Now conservationists are looking for new ways to keep farm equipment out of prime pintail nesting habitat in early to late spring. “Conversion of cropland back to grassland is ideally what we’d like to see,” Devries says. “But Canada doesn’t offer a Conservation Reserve Program approach, and farmers are always under the pressure of commodity prices.”

In the past, DU Canada has worked with researchers at the University of Saskatchewan to develop particularly cold-hardy winter wheat varieties, which are seeded in the fall, thus avoiding destruction of nests by seeding operations. And pintail nest survival is higher in winter wheat than in any other agricultural habitat, Devries says. Hybrid rye varieties are also an option for a compatible fall-seeded crop. And more recent efforts in Alberta are looking at ultra-early seeding of spring wheat in March and April, when soil temperatures are just above freezing and before any pintails are nesting. All these options give birds a chance to nest and hatch a brood in cultivated cropland before harvesting begins.

Photo: Todd J. Steele

Todd J. Steele

 

But developing new seed varieties takes time, not to mention the laborious process of helping farmers adopt new practices on a scale that could positively impact the population of a bird that breeds in some of the most fertile agricultural lands on the continent. “The key we haven’t been able to find is how to make cropland more friendly for nesting pintails,” Adair explains. “Is there something we can discover that can be widely adopted? So far, that’s been elusive.”

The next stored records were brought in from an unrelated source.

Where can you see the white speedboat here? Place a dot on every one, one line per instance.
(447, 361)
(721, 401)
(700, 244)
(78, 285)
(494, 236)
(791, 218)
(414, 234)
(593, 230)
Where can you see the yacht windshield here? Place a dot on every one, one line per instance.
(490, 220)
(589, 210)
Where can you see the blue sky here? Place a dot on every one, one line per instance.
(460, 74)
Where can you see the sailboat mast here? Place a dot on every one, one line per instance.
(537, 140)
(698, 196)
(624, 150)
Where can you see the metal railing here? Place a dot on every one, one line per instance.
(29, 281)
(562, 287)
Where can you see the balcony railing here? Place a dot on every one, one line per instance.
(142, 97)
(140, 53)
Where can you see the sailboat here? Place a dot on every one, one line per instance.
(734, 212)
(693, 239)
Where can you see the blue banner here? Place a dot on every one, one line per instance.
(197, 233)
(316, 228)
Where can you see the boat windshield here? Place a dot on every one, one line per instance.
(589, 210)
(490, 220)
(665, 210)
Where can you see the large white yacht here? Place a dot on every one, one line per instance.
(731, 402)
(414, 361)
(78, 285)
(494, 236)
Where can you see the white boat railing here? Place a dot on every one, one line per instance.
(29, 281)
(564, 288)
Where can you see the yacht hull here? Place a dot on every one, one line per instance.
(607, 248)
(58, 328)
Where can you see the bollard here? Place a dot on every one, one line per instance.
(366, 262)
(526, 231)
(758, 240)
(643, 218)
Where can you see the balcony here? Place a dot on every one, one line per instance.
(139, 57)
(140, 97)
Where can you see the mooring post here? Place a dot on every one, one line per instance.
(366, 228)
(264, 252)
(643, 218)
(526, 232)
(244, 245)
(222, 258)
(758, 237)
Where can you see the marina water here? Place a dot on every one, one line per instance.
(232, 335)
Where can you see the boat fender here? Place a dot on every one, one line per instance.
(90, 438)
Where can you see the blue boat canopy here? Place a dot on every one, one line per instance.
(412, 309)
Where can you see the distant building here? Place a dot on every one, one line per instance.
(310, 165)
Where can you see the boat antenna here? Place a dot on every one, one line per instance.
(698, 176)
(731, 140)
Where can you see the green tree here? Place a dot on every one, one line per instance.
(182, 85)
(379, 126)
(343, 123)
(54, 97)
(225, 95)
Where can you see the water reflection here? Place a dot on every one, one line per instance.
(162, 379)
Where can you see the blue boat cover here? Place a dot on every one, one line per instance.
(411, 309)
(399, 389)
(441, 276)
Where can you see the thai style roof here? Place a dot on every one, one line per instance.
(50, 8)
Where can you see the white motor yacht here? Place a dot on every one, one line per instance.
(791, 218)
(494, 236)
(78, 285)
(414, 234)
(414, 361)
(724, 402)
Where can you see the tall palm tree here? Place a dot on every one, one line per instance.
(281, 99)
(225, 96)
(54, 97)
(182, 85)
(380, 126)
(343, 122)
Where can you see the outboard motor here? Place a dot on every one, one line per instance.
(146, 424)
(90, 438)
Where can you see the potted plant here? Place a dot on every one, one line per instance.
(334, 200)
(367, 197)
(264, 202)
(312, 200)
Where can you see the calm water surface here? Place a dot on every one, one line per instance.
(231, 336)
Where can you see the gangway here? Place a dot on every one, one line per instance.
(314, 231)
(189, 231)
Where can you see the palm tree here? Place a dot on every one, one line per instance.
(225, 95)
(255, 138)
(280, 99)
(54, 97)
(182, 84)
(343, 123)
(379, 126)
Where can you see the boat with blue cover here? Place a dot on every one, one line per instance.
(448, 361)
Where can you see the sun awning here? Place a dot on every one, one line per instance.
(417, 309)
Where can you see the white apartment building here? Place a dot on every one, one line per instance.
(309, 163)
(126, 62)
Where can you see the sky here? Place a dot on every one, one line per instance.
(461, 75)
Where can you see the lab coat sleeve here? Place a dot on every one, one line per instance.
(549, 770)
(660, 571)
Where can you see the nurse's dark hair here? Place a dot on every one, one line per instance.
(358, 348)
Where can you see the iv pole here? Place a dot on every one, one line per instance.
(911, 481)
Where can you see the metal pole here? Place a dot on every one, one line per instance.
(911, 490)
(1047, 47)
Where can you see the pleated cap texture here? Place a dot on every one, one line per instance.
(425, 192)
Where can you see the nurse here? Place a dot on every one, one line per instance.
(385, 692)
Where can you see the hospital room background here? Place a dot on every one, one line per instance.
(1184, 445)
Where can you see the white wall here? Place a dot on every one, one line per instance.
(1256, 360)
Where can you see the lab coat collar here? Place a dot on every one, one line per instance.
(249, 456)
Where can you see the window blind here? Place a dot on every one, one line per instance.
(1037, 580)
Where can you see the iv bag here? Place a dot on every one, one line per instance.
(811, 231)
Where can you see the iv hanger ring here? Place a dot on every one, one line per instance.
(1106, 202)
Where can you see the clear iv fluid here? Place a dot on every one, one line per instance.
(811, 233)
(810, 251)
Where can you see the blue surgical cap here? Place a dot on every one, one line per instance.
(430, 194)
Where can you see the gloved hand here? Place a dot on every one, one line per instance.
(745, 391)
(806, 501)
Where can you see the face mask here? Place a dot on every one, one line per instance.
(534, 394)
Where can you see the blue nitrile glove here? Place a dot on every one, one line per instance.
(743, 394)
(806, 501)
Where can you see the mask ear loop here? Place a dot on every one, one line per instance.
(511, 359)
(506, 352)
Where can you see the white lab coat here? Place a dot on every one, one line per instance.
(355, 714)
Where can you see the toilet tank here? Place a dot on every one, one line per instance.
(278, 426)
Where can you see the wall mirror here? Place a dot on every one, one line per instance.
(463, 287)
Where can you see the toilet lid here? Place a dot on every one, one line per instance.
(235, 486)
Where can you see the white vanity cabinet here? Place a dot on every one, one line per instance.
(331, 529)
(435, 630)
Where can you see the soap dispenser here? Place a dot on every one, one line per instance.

If solutions can’t be found, hunters could pay an unwelcome price. Pintail harvest limits have already been cut, and based on the 2022 survey estimates, “we just missed having a closed season on pintails in 2023−24,” explains Adair. “That was pretty shocking.”

It was a close call, but there is reason to be optimistic that pintail numbers will rise in the short term. As of press time, much of Prairie Canada was still on the dry side, but snowpack in the Dakotas was in great shape. It augers well for the upcoming pintail breeding season. “With a good portion of the prairies being wet last spring, we dodged that bullet of a closed season,” Adair notes. “I think pintails are going to bounce back a bit this spring if we have enough water on the prairies.” And that may be as good as it gets for the next few years.

But miracles happen. Wet years could return. Breakthroughs in crop science are announced every day. And until some quantum leap in crop varieties or farming methodology occurs, the hard work of conservation will hold back the dam on pintail numbers. That means doing more of what Ducks Unlimited is already doing: working with every farmer and rancher we can, talking to every policymaker who will listen, and fighting for every acre of wetlands.

Photo: Tony Bynum/imagesonthewildside.com

Tony Bynum/IMAGESONTHEWILDSIDE.COM

 

Hunters also have an important role to play in a recalibrated relationship with the northern pintail. The challenges facing this revered duck are significant. A sober view of its plight should prompt waterfowlers to consider a new possibility. “The declines aren’t as steep anymore,” Devries explains. “If we can’t work out the productivity issues, it may be that pintails simply level out.” If that’s the case, duck hunters and other waterfowl enthusiasts will be the ones to adapt to a new reality.

Which shifts some of the burden south from Prairie Canada and the greater Prairie Pothole Region to that Arkansas pit blind, where the sight of seven pintails winging overhead struck my pals and me silent. Looking back, I’m optimistic that our silence wasn’t only in the hope that those birds would circle back to our decoys, but also a sort of pledge that we wouldn’t give up on the pintail in general.

A new pintail paradigm may mean that hunters learn to leave the field not with a heavy bag, but with a full heart. Those empty rings on the duck strap are there to remind us of the ebb and flow of waterfowl populations and to prompt us to recommit ourselves to conservation efforts that will make our world a little more inviting for the world’s most elegant duck.